Vicente Ramos

Personal information
- Born: 18 March 1947 (age 78) Ciudad Rodrigo, Salamanca, Spain
- Listed height: 5 ft 11 in (1.80 m)
- Listed weight: 175 lb (79 kg)

Career information
- Playing career: 1963–1978
- Position: Point guard

Career history
- 1963–1968: Estudiantes
- 1968–1978: Real Madrid

Career highlights
- As a player: 3× FIBA Intercontinental Cup champion (1976–1978); 2× EuroLeague champion (1974, 1978); FIBA European Selection (1970); 9× Spanish League champion (1969–1977); 7× Spanish Cup winner (1970–1975 1977);

= Vicente Ramos (basketball) =

Spanish basketball player (born 1947)

Vicente Ramos Cecilio (born 18 March 1947) is a Spanish retired professional basketball player. At a height of 1.80 m tall, and a weight of 79 kg, he played at the point guard position.

==Club career==
Ramos was a FIBA European Selection, in 1970.

==Spain national team==
With the senior Spain men's national basketball team, Ramos played at the 1968 Summer Olympics, and at the 1972 Summer Olympics. He won a silver medal at EuroBasket 1973.

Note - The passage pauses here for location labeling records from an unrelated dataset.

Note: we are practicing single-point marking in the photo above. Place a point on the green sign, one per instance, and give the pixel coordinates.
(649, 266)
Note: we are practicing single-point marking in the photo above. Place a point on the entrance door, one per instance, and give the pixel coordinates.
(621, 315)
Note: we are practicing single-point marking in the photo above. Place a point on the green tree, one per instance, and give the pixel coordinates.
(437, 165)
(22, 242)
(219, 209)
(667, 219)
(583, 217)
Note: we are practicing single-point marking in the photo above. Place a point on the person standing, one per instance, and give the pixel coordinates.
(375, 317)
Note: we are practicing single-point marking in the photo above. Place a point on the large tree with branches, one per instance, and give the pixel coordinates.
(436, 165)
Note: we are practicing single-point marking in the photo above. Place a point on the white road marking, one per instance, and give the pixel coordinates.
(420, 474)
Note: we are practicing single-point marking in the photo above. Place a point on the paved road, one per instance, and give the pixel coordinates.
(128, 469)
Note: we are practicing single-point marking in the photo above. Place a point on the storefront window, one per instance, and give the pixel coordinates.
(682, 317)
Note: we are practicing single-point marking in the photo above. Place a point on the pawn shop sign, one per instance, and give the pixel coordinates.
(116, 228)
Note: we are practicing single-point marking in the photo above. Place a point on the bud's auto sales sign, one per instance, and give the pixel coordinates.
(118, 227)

==Awards and accomplishments==
- 9× Spanish League Champion: (1969, 1970, 1971, 1972, 1973, 1974, 1975, 1976, 1977)
- 7× Spanish Cup Winner: (1970, 1971, 1972, 1973, 1974, 1975, 1977)
- 2× EuroLeague Champion: (1974, 1978)
- 3× FIBA Intercontinental Cup Champion: (1976, 1977, 1978)

==Personal==
Ramos is the uncle of tennis player Fernando Verdasco.